The best thing I think we can do here is put out an expansion that will have broad appeal across different segments of the GD audience, while also helping to attract new players.

With each expansion though, you tend to see less and less people come back. Games get old, new games come out, people get their fill.

In most other genres, people play through a game and they’re content. For some reason in ARPGs, there is a portion of players who expect the game to last forever. For some it does keep their interest for years and that’s awesome. We’ve put a lot of effort into building out side, secret, challenge and high-level content for those ultra hardcore players, way more than we did on TQ, to a degree that I’m sure is not even profitable.

Unfortunately, I don’t think it makes sense for us to go further in that direction than we already are. The portion of players who finish the game on Elite difficulty is only 8.1% and the number who defeat even one Nemesis monster on Elite or Ultimate is 5.7%.

I mean maybe we could look at unlocking difficulties for the ultra hardcore 3.2% of the audience that has played through Ultimate but it’s not like that is going to make us any money since we don’t get paid per hour of play.

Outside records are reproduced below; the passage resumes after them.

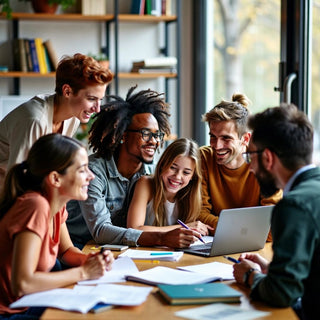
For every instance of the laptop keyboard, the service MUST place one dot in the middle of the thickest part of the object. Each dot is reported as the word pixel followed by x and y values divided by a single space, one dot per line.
pixel 206 248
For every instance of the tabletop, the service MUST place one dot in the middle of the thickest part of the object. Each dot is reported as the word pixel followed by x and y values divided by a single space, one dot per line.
pixel 156 308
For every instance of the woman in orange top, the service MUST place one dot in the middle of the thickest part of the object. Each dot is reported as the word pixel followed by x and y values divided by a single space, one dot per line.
pixel 32 223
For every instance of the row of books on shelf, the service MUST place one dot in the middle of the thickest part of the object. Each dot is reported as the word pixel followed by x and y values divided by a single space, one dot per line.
pixel 34 55
pixel 151 7
pixel 155 65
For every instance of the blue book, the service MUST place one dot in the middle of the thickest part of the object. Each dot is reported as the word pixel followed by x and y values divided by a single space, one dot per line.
pixel 34 56
pixel 199 293
pixel 137 7
pixel 100 307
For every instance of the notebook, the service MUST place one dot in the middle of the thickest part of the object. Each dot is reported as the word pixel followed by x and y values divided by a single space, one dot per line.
pixel 199 293
pixel 238 230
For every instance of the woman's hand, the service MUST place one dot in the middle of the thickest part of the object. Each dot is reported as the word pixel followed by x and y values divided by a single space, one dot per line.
pixel 179 238
pixel 256 258
pixel 200 227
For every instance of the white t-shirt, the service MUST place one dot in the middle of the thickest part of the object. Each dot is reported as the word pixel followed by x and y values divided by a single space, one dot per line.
pixel 23 126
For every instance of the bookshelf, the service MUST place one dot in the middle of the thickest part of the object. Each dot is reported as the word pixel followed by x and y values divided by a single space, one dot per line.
pixel 116 19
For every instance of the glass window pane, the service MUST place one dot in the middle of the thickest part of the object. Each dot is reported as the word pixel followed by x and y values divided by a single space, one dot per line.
pixel 246 54
pixel 314 108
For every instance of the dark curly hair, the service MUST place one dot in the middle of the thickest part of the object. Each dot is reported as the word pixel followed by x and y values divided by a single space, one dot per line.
pixel 116 116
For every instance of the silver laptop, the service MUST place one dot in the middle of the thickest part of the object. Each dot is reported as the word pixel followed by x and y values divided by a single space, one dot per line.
pixel 238 230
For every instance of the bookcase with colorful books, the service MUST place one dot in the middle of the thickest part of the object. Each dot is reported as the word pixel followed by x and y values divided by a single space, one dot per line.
pixel 24 67
pixel 34 55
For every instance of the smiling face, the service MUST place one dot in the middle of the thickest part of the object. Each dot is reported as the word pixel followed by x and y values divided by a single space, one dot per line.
pixel 137 149
pixel 75 181
pixel 177 176
pixel 86 102
pixel 225 142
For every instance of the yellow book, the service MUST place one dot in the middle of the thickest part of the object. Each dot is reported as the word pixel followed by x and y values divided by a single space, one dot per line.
pixel 41 55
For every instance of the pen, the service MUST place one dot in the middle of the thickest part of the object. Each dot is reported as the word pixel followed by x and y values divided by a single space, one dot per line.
pixel 147 261
pixel 160 253
pixel 185 226
pixel 232 259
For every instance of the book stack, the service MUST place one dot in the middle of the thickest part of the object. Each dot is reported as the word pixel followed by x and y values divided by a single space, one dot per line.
pixel 94 7
pixel 34 55
pixel 199 293
pixel 151 7
pixel 155 65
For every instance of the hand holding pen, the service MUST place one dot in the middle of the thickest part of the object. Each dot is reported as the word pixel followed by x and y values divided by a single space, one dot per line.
pixel 186 227
pixel 231 259
pixel 107 257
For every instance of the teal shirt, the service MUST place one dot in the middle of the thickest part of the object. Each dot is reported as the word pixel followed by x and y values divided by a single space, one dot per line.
pixel 295 269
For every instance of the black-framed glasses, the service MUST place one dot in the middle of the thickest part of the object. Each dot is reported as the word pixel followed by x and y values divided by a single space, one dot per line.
pixel 147 134
pixel 247 155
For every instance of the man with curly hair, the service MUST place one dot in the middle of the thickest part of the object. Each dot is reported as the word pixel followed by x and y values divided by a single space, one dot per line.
pixel 124 136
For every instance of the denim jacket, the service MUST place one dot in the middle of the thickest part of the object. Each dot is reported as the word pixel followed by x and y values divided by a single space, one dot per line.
pixel 102 217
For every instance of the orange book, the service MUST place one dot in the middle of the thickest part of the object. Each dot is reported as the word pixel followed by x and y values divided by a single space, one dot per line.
pixel 41 55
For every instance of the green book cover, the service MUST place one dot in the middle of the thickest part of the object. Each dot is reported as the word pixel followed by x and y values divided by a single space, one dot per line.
pixel 199 293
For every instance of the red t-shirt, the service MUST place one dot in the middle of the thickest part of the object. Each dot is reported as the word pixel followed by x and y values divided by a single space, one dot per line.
pixel 30 212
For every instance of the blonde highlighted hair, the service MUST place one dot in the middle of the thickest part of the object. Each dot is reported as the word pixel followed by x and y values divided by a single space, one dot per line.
pixel 187 199
pixel 236 110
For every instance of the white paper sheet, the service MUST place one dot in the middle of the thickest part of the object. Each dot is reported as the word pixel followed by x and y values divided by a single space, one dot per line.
pixel 120 268
pixel 84 298
pixel 166 275
pixel 218 269
pixel 220 311
pixel 206 239
pixel 152 255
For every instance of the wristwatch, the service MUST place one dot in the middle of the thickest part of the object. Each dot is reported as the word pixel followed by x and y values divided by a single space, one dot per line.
pixel 247 275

The economics of GD are quite a bit different than Path of Exile. As a f2p game, those big spikes in players returning don’t really mean much in terms of profit, since a lot of those people will never pay anything or their life-time expenditure will be some low amount. The real purpose of the expansions is to keep a smaller core audience playing, much like you suggest we could do… however, how do we actually make money off people just sticking around and playing? F2p games make a huge portion of their profits off a small dedicated group of loyal players by getting them to spend huge amounts over time.

It’s funny because I think a lot of hardcore players hate f2p but it’s the game model that best supports continued investment in a game, to create content for that audience. Yet, I think if we turned to that, people would be upset. GD is also not set up for that - you need secure servers, you need your game to be always-online, and you need an in-game micro-transaction economy.

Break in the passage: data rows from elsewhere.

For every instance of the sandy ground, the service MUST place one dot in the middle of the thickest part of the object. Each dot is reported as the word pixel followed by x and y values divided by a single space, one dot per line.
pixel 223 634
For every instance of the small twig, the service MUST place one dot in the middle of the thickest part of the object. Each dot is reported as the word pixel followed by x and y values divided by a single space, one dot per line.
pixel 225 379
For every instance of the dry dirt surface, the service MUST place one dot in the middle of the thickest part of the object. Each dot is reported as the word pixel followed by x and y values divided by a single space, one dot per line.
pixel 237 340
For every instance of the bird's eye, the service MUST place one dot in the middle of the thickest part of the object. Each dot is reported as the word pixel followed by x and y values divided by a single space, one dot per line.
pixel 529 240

GD earns revenue completely differently. We make the vast majority of profit that we’re going to make from players the moment they purchase the game (any additional revenue coming from DLC purchases, which many people also do up front anyway). The vast majority, something like 90%+ of GD players never play through more than once. They have some fun with the game, are satisfied and move on. I don’t think there is much we can do to change that, it’s just the nature of most people. It’s the reason PoE has those dramatic ups and downs in player numbers - most people return, play through the new content once, then leave, probably without spending any money.

GD player numbers go up when we have sales and release DLC. On a day to day basis though, GD sales are higher now than they were this time last year (although once we get past the 2016 release date, that won’t be the case, given the huge spike we had at release). The average player numbers for GD have been fairly consistent and were actually higher in Feb than in the prior 8 months, so I certainly wouldn’t say they’re dropping off. Of course they’re lower than at release, when everyone showed up to play through the finished game for the first time…

So I think GD has been fairly stable and will continue to be a good source of revenue for us for at least another year or two. The expansion will certainly help with that and if it does well enough, we’ll put out additional content.

At some point, there will be a diminishing return though and the solution for that is to keep creating new games that can capture people’s interest again.